Unnamed: 0_level_0,Overall_Tkl_90,Overall_TklW_90,Tkl_Def_3rd_90,Tkl_Mid_3rd_90,Tkl_Att_3rd_90,Dri_TklAtt_90
Player,Unnamed: 1_level_1,Unnamed: 2_level_1,Unnamed: 3_level_1,Unnamed: 4_level_1,Unnamed: 5_level_1,Unnamed: 6_level_1
Renato Tapia,3.1,1.466667,1.666667,1.133333,0.3,2.766667
Sergio Busquets,2.608696,1.521739,1.552795,0.931677,0.124224,2.267081
Fernando,2.25,1.25,0.75,1.035714,0.464286,2.714286
Casemiro,1.908127,0.989399,0.848057,0.883392,0.176678,1.519435
Igor Zubeldia,1.397059,0.882353,0.514706,0.808824,0.073529,1.544118
William Carvalho,1.055046,0.733945,0.688073,0.366972,0.0,0.642202


### Strenght 2: Blocks

###### Definition of Blocks: when a player obstructs a shot or pass initialize by an opposing player

In [23]:
list_block = ["Blocks", "Block_Sh", "Bloc_Pass"]
list_block_90s = ["Blocks_90", "Block_Sh_90", "Block_Pass_90"]

counter = 0

while counter < len(list_block):
    df_90s[list_block_90s[counter]] = df[list_block[counter]] / df["90s"]
    counter += 1    

In [24]:
df_90s.groupby(by=["Player"])[["Blocks_90", "Block_Sh_90",  "Block_Pass_90"]].mean().sort_values(by=["Blocks_90"], ascending=False)

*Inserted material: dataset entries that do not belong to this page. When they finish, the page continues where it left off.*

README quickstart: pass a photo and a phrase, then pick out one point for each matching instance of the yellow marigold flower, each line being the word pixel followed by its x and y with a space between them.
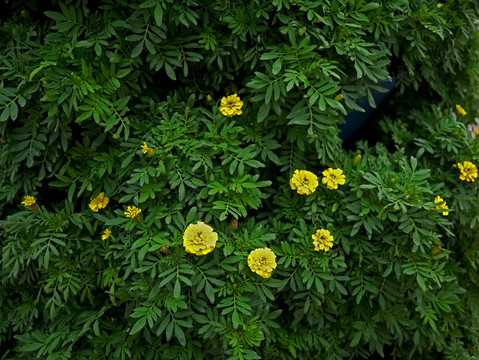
pixel 460 110
pixel 333 177
pixel 304 182
pixel 133 212
pixel 231 105
pixel 100 202
pixel 199 238
pixel 439 199
pixel 323 240
pixel 29 200
pixel 146 150
pixel 262 262
pixel 468 171
pixel 106 234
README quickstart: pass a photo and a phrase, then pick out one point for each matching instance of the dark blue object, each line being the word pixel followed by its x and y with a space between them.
pixel 356 119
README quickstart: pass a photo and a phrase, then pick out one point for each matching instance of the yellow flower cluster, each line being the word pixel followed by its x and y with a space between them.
pixel 106 234
pixel 231 105
pixel 438 200
pixel 199 238
pixel 304 182
pixel 147 150
pixel 29 200
pixel 323 240
pixel 100 202
pixel 333 177
pixel 133 212
pixel 262 262
pixel 460 110
pixel 468 171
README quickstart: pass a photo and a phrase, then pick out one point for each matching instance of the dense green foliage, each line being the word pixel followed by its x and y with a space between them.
pixel 83 84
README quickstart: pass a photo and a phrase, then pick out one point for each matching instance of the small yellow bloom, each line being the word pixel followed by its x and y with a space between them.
pixel 262 262
pixel 29 200
pixel 438 200
pixel 468 171
pixel 106 234
pixel 304 182
pixel 147 150
pixel 199 239
pixel 231 105
pixel 133 212
pixel 100 202
pixel 323 240
pixel 460 110
pixel 333 177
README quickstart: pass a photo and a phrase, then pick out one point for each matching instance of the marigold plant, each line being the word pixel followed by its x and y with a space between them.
pixel 246 217
pixel 199 238
pixel 304 182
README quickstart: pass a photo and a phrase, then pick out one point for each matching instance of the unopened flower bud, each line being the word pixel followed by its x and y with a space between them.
pixel 436 250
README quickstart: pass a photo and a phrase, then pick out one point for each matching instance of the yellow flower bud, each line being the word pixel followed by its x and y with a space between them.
pixel 357 160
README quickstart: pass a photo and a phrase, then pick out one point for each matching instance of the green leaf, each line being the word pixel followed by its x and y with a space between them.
pixel 177 289
pixel 263 112
pixel 140 324
pixel 235 319
pixel 137 50
pixel 158 14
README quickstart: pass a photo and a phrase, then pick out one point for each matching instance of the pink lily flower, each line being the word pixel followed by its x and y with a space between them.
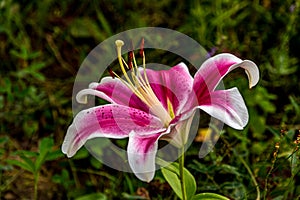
pixel 149 105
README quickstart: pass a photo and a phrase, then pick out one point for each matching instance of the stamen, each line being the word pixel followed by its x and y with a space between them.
pixel 142 48
pixel 111 72
pixel 140 85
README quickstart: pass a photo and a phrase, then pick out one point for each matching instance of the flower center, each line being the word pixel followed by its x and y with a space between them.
pixel 139 84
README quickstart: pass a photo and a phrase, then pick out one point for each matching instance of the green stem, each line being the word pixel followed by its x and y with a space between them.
pixel 181 168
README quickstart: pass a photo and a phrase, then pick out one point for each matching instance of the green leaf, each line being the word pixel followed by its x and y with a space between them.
pixel 209 196
pixel 45 146
pixel 172 176
pixel 93 196
pixel 27 165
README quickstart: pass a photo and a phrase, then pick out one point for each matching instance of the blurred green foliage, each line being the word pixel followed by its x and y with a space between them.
pixel 42 44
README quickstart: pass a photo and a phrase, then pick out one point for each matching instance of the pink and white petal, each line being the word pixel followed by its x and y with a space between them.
pixel 110 121
pixel 229 107
pixel 114 91
pixel 173 85
pixel 215 68
pixel 180 130
pixel 141 152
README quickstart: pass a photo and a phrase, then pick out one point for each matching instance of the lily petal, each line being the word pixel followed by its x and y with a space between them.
pixel 141 154
pixel 111 121
pixel 215 68
pixel 114 91
pixel 171 86
pixel 227 106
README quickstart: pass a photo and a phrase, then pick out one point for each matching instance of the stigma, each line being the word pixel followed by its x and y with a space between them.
pixel 137 81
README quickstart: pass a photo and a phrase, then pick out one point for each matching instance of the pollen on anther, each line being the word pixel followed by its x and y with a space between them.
pixel 111 73
pixel 142 47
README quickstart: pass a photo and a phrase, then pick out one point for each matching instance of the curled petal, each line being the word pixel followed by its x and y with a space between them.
pixel 172 87
pixel 215 68
pixel 114 91
pixel 141 154
pixel 111 121
pixel 229 107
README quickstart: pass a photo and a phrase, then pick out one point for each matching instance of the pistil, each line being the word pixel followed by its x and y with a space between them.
pixel 139 84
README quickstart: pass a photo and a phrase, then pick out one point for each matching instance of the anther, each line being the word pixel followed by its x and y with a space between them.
pixel 130 59
pixel 142 48
pixel 111 72
pixel 119 43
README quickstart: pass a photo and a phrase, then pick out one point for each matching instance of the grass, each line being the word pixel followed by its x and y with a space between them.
pixel 42 45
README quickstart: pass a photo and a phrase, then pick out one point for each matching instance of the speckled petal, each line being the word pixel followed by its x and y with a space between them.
pixel 111 121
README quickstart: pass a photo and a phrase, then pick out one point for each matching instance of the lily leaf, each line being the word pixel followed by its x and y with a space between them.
pixel 172 176
pixel 209 196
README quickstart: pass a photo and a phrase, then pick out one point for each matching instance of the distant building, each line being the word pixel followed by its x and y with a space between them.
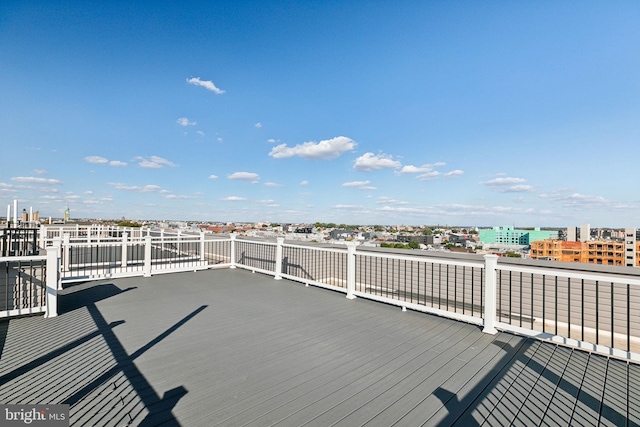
pixel 605 252
pixel 585 232
pixel 421 239
pixel 631 245
pixel 511 236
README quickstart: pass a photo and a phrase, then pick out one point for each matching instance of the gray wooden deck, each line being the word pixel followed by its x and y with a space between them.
pixel 231 348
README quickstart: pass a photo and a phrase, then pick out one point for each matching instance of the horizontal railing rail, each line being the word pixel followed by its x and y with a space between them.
pixel 29 284
pixel 592 310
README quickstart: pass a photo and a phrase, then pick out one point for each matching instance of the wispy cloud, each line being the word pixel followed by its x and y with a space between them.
pixel 149 188
pixel 507 184
pixel 207 84
pixel 326 149
pixel 35 180
pixel 361 185
pixel 183 121
pixel 153 162
pixel 390 201
pixel 453 173
pixel 420 169
pixel 429 175
pixel 98 160
pixel 244 176
pixel 369 162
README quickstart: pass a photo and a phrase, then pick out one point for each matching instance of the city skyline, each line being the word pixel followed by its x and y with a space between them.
pixel 404 113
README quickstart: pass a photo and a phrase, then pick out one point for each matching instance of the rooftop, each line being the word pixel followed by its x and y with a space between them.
pixel 228 347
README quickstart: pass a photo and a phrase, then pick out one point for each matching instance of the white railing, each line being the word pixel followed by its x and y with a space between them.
pixel 29 285
pixel 595 311
pixel 579 307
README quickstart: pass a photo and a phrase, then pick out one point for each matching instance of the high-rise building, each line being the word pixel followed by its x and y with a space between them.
pixel 585 232
pixel 631 239
pixel 605 252
pixel 510 236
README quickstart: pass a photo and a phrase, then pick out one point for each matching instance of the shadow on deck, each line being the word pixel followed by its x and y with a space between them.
pixel 227 347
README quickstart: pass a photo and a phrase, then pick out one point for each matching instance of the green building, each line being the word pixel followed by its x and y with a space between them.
pixel 510 236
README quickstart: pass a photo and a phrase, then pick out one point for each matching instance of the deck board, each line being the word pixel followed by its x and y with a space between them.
pixel 228 347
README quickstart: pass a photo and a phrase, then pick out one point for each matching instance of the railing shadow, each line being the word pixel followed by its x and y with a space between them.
pixel 460 411
pixel 159 407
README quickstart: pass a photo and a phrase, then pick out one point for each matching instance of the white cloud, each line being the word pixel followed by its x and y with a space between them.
pixel 428 175
pixel 154 162
pixel 207 84
pixel 453 173
pixel 390 201
pixel 149 188
pixel 183 121
pixel 520 188
pixel 420 169
pixel 497 182
pixel 362 185
pixel 509 185
pixel 370 162
pixel 244 176
pixel 34 180
pixel 103 161
pixel 96 159
pixel 326 149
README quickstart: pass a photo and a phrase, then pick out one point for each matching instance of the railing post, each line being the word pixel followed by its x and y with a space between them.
pixel 147 256
pixel 351 269
pixel 66 241
pixel 279 243
pixel 490 264
pixel 53 281
pixel 232 256
pixel 123 261
pixel 202 246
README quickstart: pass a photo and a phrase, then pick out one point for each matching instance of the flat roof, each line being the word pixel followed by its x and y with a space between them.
pixel 228 347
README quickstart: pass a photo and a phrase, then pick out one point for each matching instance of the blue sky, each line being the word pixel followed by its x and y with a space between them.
pixel 428 112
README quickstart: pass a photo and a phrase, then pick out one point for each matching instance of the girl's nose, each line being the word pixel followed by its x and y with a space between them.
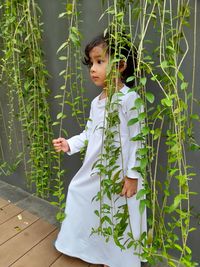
pixel 92 68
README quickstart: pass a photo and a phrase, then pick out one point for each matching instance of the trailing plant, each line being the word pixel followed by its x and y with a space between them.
pixel 168 199
pixel 24 76
pixel 71 93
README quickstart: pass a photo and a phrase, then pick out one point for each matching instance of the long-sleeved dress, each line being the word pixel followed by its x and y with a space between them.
pixel 74 238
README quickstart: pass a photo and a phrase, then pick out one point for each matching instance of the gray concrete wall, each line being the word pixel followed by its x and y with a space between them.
pixel 54 34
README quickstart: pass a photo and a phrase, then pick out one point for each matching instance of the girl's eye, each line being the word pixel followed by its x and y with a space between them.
pixel 90 65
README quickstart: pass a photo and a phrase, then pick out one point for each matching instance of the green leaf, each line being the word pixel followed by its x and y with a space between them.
pixel 141 193
pixel 184 85
pixel 180 75
pixel 142 206
pixel 167 102
pixel 138 103
pixel 132 121
pixel 129 79
pixel 150 97
pixel 164 64
pixel 141 116
pixel 59 115
pixel 143 81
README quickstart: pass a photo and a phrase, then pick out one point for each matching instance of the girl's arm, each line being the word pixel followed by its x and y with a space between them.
pixel 133 130
pixel 75 143
pixel 78 141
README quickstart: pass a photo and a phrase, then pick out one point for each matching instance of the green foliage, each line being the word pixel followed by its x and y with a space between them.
pixel 23 74
pixel 167 112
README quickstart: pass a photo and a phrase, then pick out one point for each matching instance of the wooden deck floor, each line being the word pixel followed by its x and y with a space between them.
pixel 27 240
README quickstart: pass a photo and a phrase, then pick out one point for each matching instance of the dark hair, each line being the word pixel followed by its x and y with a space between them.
pixel 124 51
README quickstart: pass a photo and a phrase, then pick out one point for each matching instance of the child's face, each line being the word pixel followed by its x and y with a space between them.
pixel 99 62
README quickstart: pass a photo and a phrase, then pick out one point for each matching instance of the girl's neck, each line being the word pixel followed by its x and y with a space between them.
pixel 104 93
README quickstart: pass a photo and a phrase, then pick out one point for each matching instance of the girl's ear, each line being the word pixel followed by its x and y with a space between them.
pixel 122 66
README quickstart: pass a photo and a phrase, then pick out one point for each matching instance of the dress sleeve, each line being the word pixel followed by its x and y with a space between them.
pixel 133 131
pixel 78 141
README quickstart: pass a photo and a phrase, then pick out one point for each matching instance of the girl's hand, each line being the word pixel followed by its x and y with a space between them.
pixel 129 187
pixel 61 144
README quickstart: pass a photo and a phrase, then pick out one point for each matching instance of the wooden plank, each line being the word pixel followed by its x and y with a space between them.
pixel 8 212
pixel 15 225
pixel 3 203
pixel 66 261
pixel 43 254
pixel 16 247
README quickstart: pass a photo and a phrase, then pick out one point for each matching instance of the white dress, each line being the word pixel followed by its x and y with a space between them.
pixel 74 238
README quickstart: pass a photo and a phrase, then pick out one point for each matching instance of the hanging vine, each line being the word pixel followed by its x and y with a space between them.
pixel 168 115
pixel 71 92
pixel 168 199
pixel 24 76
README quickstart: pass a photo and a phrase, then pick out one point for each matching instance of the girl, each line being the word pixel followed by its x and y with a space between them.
pixel 75 237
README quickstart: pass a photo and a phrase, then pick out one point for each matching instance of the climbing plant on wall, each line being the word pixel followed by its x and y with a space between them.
pixel 168 118
pixel 23 77
pixel 168 125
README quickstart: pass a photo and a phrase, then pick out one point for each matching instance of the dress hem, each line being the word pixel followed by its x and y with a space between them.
pixel 67 253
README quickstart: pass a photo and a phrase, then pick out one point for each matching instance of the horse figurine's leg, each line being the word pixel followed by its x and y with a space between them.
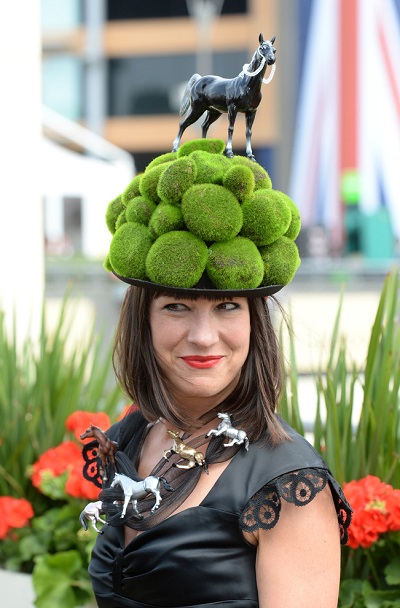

Unnamed: 0_level_0,Blocks_90,Block_Sh_90,Block_Pass_90
Player,Unnamed: 1_level_1,Unnamed: 2_level_1,Unnamed: 3_level_1
Renato Tapia,1.866667,0.433333,1.433333
Sergio Busquets,1.552795,0.52795,1.024845
Fernando,0.964286,0.142857,0.821429
William Carvalho,0.917431,0.59633,0.321101
Casemiro,0.883392,0.388693,0.4947
Igor Zubeldia,0.808824,0.220588,0.588235


In [29]:
# export the dataset to a final csv file
df_90s.to_csv("cdm_90_dataset.csv", index=False)
df_90s.to_excel("cdm_90_dataset.xlsx")

## Viz

![Screen Shot 2022-11-01 at 11.19.56 PM.png](attachment:0b74b137-fa79-471c-a12c-1463f2701ede.png)

### Observations

- When it comes to the success rate in Tackle vs Dribbles, Tapia is better than Busquets and Carvalho, still behind Zubeldia, Fernando and Casemiro.
- When it comes to the amount of tackles per 90 minutes, Tapia leads by difference. 
- Tapia also is on top when it comes to tackles won per 90 minutes, only outperformed by Busquets.
- We also see the Tapia has a high number of Tackles in both the defensive and mid 3rd of the field, in which he outperforms Busquets and is again on top in both zones.
- We can argue that Tapia is a blocking specialist, accounting with a total of 1.87 blocks per game, outperforming by difference the other players.